Proof of Theorem lcmfunsnlem2

Step	Hyp	Ref	Expression
1		nfv 1914	. . 3 ⊢ Ⅎ𝑛(𝑧 ∈ ℤ ∧ 𝑦 ⊆ ℤ ∧ 𝑦 ∈ Fin)
2		nfv 1914	. . . 4 ⊢ Ⅎ𝑛∀𝑘 ∈ ℤ (∀𝑚 ∈ 𝑦 𝑚 ∥ 𝑘 → (lcm‘𝑦) ∥ 𝑘)
3		nfra1 3261	. . . 4 ⊢ Ⅎ𝑛∀𝑛 ∈ ℤ (lcm‘(𝑦 ∪ {𝑛})) = ((lcm‘𝑦) lcm 𝑛)
4	2, 3	nfan 1899	. . 3 ⊢ Ⅎ𝑛(∀𝑘 ∈ ℤ (∀𝑚 ∈ 𝑦 𝑚 ∥ 𝑘 → (lcm‘𝑦) ∥ 𝑘) ∧ ∀𝑛 ∈ ℤ (lcm‘(𝑦 ∪ {𝑛})) = ((lcm‘𝑦) lcm 𝑛))
5	1, 4	nfan 1899	. 2 ⊢ Ⅎ𝑛((𝑧 ∈ ℤ ∧ 𝑦 ⊆ ℤ ∧ 𝑦 ∈ Fin) ∧ (∀𝑘 ∈ ℤ (∀𝑚 ∈ 𝑦 𝑚 ∥ 𝑘 → (lcm‘𝑦) ∥ 𝑘) ∧ ∀𝑛 ∈ ℤ (lcm‘(𝑦 ∪ {𝑛})) = ((lcm‘𝑦) lcm 𝑛)))
6		0z 12540	. . . . 5 ⊢ 0 ∈ ℤ
7		eqoreldif 4649	. . . . 5 ⊢ (0 ∈ ℤ → (𝑛 ∈ ℤ ↔ (𝑛 = 0 ∨ 𝑛 ∈ (ℤ ∖ {0}))))
8	6, 7	ax-mp 5	. . . 4 ⊢ (𝑛 ∈ ℤ ↔ (𝑛 = 0 ∨ 𝑛 ∈ (ℤ ∖ {0})))
9		simp2 1137	. . . . . . . . . . . . 13 ⊢ ((𝑧 ∈ ℤ ∧ 𝑦 ⊆ ℤ ∧ 𝑦 ∈ Fin) → 𝑦 ⊆ ℤ)

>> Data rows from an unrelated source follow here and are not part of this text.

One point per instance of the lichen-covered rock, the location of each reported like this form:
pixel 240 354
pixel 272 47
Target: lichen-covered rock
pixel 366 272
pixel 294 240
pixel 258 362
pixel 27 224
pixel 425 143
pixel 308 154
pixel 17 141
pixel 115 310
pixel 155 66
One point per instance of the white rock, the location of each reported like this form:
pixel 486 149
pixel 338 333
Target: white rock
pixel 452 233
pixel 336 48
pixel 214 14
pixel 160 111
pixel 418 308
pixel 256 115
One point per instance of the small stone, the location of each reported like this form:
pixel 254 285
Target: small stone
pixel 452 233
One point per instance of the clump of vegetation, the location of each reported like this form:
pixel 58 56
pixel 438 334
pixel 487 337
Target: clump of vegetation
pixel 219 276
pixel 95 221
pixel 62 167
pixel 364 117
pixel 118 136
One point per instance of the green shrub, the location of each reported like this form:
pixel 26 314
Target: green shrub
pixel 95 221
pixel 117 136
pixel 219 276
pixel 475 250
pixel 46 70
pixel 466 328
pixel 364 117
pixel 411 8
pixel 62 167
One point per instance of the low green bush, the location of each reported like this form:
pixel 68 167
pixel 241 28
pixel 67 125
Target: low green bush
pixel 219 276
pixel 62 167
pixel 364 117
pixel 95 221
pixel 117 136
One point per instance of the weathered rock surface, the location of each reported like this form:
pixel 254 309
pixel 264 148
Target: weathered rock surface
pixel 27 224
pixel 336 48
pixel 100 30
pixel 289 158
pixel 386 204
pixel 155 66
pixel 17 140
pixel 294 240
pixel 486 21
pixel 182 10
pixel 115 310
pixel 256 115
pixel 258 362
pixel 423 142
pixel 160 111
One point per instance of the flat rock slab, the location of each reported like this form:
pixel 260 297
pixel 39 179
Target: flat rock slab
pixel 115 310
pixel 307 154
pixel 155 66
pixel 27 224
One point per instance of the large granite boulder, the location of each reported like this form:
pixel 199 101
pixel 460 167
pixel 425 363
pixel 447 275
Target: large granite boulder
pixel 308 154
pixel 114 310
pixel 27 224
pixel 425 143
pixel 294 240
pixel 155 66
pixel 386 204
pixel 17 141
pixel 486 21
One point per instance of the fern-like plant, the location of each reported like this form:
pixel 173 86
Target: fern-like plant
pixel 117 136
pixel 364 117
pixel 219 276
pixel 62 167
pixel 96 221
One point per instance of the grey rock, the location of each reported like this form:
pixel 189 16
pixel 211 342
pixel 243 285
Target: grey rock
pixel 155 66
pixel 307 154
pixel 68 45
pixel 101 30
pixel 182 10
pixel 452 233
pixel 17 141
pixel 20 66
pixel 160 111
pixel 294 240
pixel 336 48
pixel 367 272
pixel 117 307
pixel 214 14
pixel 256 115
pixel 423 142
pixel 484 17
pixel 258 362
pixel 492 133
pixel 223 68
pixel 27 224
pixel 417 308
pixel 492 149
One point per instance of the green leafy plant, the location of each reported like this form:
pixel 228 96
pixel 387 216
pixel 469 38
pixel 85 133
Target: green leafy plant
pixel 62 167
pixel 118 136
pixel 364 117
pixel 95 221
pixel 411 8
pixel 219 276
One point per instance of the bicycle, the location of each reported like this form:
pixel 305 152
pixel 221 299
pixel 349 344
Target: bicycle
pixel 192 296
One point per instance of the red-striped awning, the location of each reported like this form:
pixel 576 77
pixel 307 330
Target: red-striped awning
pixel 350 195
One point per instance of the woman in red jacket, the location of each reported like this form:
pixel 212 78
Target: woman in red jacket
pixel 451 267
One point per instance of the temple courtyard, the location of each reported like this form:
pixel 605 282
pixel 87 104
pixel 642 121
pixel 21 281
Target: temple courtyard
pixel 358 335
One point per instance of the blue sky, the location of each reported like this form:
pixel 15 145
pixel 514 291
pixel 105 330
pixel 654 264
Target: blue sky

10		snssi 4772	. . . . . . . . . . . . . 14 ⊢ (𝑧 ∈ ℤ → {𝑧} ⊆ ℤ)
11	10	3ad2ant1 1133	. . . . . . . . . . . . 13 ⊢ ((𝑧 ∈ ℤ ∧ 𝑦 ⊆ ℤ ∧ 𝑦 ∈ Fin) → {𝑧} ⊆ ℤ)
12	9, 11	unssd 4155	. . . . . . . . . . . 12 ⊢ ((𝑧 ∈ ℤ ∧ 𝑦 ⊆ ℤ ∧ 𝑦 ∈ Fin) → (𝑦 ∪ {𝑧}) ⊆ ℤ)
13		snssi 4772	. . . . . . . . . . . . 13 ⊢ (0 ∈ ℤ → {0} ⊆ ℤ)
14	6, 13	mp1i 13	. . . . . . . . . . . 12 ⊢ ((𝑧 ∈ ℤ ∧ 𝑦 ⊆ ℤ ∧ 𝑦 ∈ Fin) → {0} ⊆ ℤ)
15	12, 14	unssd 4155	. . . . . . . . . . 11 ⊢ ((𝑧 ∈ ℤ ∧ 𝑦 ⊆ ℤ ∧ 𝑦 ∈ Fin) → ((𝑦 ∪ {𝑧}) ∪ {0}) ⊆ ℤ)
16		c0ex 11168	. . . . . . . . . . . . . 14 ⊢ 0 ∈ V
17	16	snid 4626	. . . . . . . . . . . . 13 ⊢ 0 ∈ {0}
18	17	olci 866	. . . . . . . . . . . 12 ⊢ (0 ∈ (𝑦 ∪ {𝑧}) ∨ 0 ∈ {0})
19		elun 4116	. . . . . . . . . . . 12 ⊢ (0 ∈ ((𝑦 ∪ {𝑧}) ∪ {0}) ↔ (0 ∈ (𝑦 ∪ {𝑧}) ∨ 0 ∈ {0}))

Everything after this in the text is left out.